Многие книги современных писателей строятся по поэтическому принципу – как развернутые метафоры. Причем независимо от масштаба повествования. Одна развернутая метафора – это и небольшой рассказ Захара Прилепина «Белый квадрат», это и крупное прозаическое полотно Сергея Шаргунова «1993». Весь пятисотстраничный роман – развернутая метафора горящих троллейбусов (авария на Дмитровском шоссе утром 24 июня 1993 года): с первых страниц книги и до ее финала, до горящего здания техцентра в Останкино, до всех кровавых событий того октября.
Метафора – по вольному переводу с греческого – дверь. Дверь в иные пласты, другие миры, которые не так уж далеко от каждого из нас.
Жить в узости заданного тебе не тобой, навязанного тебе – значит, обеднять себя.
Жизнь – это выходы за пределы.
Метафора – универсальный способ для таких выходов.
Правда, здесь важно не перепутать выход и выходку. Но это уже другой разговор.
О трагичности. В долго длящейся безмятежности есть что-то тягостное. Как есть нездоровое в полном здоровье. Душа живёт
не только ровностью, но и разломами.
Есть только один критерий поэзии – это поэзия или не поэзия.
Всё остальное, особенно так называемое выделение направлений, служит целям удовлетворения тщеславия литературоведов и критиков.
Ну, какая, посудите, разница поэзии, назовут ее метаметафоризмом или метареализмом, реализмом или конструктивизмом, концептуализмом или импрессионизмом, сюрреализмом или конкретизмом?
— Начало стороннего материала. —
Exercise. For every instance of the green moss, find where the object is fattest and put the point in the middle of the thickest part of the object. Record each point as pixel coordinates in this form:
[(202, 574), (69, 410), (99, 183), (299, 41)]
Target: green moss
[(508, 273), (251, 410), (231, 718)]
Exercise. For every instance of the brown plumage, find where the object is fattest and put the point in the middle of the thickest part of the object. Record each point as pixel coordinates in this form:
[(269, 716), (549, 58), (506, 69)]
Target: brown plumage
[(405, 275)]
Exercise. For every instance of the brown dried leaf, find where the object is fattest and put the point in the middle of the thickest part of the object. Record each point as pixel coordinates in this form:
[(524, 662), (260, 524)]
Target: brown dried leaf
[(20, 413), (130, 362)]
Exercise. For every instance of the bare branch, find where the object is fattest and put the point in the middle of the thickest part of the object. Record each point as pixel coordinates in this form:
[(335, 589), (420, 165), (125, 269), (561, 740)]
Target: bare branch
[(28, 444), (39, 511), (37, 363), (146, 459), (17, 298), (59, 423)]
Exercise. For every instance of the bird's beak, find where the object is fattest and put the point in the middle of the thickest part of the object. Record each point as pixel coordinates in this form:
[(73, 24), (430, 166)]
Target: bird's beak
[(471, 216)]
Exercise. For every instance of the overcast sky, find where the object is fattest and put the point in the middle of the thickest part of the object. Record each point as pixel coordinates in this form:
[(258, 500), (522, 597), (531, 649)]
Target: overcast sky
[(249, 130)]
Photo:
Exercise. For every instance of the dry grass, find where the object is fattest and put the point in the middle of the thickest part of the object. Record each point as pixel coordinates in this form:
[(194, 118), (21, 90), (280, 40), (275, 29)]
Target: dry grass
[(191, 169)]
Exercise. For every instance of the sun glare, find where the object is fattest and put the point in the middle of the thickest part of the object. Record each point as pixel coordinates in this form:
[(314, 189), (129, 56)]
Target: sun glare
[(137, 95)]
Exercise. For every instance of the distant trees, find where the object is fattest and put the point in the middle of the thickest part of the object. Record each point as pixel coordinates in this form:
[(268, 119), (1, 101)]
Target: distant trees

Или еще как – столь же замысловато, сколь и пустозвонно.
Есть геометрия Евклида. Есть проективная, аффинная, начертательная геометрии. Есть геометрия Лобачевского. Есть геометрия Римана.
А есть – геометрия ветра. Которая вбирает в себя все шесть предыдущих и убирает их за ненадобностью. Геометрия ветра – это поэзия. Это – многосвечник сущего.
Время, в котором мы живем, читатель, достаточно взвихрено. (Помните, у Ремизова была книга «Взвихренная Русь»?) Ну, вот что-то подобное в современной поэзии. Она многовекторна, пестра. Обобщенно все течения и школы, группы и кружки можно разделить на два лагеря: традиционалисты и новаторы. Это противостояние было всегда. И во время Пушкина, и в наше.
Я намеренно в книге перемешал и объединил стихи как традиционные, так и новаторские. Я вообще считаю, что поэт – явление универсальное, всеохватное. Всё проникающее.
Не зря одно из имён Бога – Поэт.
Поэт стремится отразить в своём творчестве интересы всех людей. Задача трудная, может быть, неосуществимая, но стремиться к ее решению надо. Уже на самом этом пути поэта и его читателя ждут открытия.
Поэт – человек-оркестр.
Надоело родное ханыжество – в себе и не в себе («ханыжество» – индивидуально-авторский неологизм от слова «ханыга») – дремучая смесь хамства и ханжества, опущенности и опустошённости, попрошайничества и зазнайства! Стойкая одурманенность всеми способами: от банального алкоголя до столь же обыденной глупости! Повальная пошлость вяло-наглых, брюзжащих и кричащих, не слышащих ни музыки слова, ни музыки вообще соотечественников. К коим отношу и себя! И себя! Бездонная спячка духа, кто-то ткнулся мне в бок справа, кто-то притулился слева – оба размашисто захрапели! Что – подпевать? Как-то, не очень…
Ещё. Есть категория моих соотечественников – они всё как бы хороводы водят: веселятся. Частят частушками, ныряют в шубки шуток, накидывают на ветви ушей гамаки улыбок, и качаются-качаются-качаются в них спросонья и бодрясь. Быть весёлым неплохо, но у них веселье за счёт ума.
Под поэзией я понимаю тайны иррационального, познаваемые при помощи рациональной речи.